Your toothbrush may be giving you halitosis

By – Bad Breath Expert
Posted: August 15, 2012
SUMMARY: If you like having bad breath, then don't bother reading any further.

toothbrush halitosis

We brush our teeth for lots of reasons. It cleans away plaque. It prevents tartar buildup. It keeps teeth white and shiny. If you use an oxygenating specialty toothpaste, it can attack bad breath producing bacteria and prevent halitosis. But all this depends on brushing the right way.

According to Dr. Priya Patel, who recently wrote a Washington Times column on the subject, bad brushing can actually hurt your teeth and lead to bad breath.

The right brush, paste and technique

"Most people complain of dental problems even after brushing their teeth on a regular basis," Patel wrote. "This is because the brushing methods that they follow are incorrect."

If you think she couldn't be referring to you, don't be so sure. Her list of correct brushing techniques is fairly long, and, in our experience, most people don't maintain a full brushing routine.

The first thing to realize is that, in order to avoid halitosis, you need the right dental equipment. Not any old toothbrush and toothpaste will do. For starters, your brush needs to have very soft bristles. Hard, stiff bristles can wear away dental enamel very quickly, leading to small gray scratches on the tooth surface, which can open the door for cavities.

Also, an oxygenating toothpaste is essential.
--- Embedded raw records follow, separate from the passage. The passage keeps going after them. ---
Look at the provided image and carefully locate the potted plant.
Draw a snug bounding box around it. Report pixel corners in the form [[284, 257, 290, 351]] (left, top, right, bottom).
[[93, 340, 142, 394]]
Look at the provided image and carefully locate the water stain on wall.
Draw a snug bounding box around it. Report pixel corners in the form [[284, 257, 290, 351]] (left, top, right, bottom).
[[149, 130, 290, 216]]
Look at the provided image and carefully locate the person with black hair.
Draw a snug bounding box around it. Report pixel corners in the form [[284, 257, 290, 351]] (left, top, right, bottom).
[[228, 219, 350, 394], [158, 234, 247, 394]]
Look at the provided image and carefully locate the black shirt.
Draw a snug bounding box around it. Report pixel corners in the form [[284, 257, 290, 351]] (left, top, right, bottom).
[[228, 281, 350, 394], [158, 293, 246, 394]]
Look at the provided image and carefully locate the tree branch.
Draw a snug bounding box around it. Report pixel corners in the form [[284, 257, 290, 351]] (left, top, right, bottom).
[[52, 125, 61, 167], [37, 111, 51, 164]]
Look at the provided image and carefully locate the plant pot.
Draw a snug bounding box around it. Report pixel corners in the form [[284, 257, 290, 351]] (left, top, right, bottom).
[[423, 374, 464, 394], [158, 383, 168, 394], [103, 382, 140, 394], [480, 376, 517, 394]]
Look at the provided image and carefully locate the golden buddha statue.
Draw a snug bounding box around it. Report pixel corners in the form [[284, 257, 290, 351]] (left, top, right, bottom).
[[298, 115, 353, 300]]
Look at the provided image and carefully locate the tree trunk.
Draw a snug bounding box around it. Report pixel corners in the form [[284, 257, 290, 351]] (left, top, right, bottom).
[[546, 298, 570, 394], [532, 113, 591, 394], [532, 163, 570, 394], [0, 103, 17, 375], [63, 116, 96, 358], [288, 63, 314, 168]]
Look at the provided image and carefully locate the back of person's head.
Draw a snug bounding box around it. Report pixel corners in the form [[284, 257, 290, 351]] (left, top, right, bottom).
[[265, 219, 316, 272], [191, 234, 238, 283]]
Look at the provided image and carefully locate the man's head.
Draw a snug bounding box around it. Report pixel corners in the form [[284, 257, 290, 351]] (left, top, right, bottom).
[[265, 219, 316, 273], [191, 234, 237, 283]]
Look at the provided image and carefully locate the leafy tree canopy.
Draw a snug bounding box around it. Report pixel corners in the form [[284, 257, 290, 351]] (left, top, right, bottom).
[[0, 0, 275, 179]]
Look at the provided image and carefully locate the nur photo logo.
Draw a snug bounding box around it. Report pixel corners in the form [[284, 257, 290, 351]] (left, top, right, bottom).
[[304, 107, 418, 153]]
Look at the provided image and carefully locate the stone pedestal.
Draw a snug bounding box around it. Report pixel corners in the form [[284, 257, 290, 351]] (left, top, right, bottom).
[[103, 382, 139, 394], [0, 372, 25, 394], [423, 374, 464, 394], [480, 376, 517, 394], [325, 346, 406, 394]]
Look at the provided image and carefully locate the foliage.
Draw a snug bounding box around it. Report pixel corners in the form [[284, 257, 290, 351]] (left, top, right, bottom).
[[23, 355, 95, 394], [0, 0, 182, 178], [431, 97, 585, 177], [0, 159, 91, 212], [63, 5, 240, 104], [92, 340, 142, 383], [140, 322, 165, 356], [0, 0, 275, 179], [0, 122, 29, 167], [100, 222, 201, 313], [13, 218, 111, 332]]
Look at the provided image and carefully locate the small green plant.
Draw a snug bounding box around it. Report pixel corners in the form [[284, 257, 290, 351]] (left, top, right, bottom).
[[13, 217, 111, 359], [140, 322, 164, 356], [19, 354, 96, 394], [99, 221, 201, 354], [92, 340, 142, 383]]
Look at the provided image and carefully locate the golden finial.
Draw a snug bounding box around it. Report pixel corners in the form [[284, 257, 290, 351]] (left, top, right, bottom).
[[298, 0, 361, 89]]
Regular pastes rely on synthetic chemicals to clean teeth, but such compounds just irritate the sensitive tissues of your mouth, making canker sores more likely. Instead, try specialty pastes that use healthier ingredients to oxygenate and whiten your teeth.

Now, for the proper technique.

Brushing your teeth the right way

The American Dental Association recommends the following when brushing your teeth:

- Begin by tilting the brush at a 45-degree angle, so that the bristle tips are angled up a bit, toward your gums.

- Brush in short, gentle strokes, using a circular or oval motion. Try to give each tooth a separate scrubbing.

- Be sure to hit the outside and inside of all your teeth, as well as their chewing surfaces.

- Finally, give your tongue a good brushing or, even better, a cleaning with a specialty tongue scraper.

- Brush for at least two minutes.

- Remember to shake out your toothbrush, since leaving water in it can let bacteria grow on the bristles.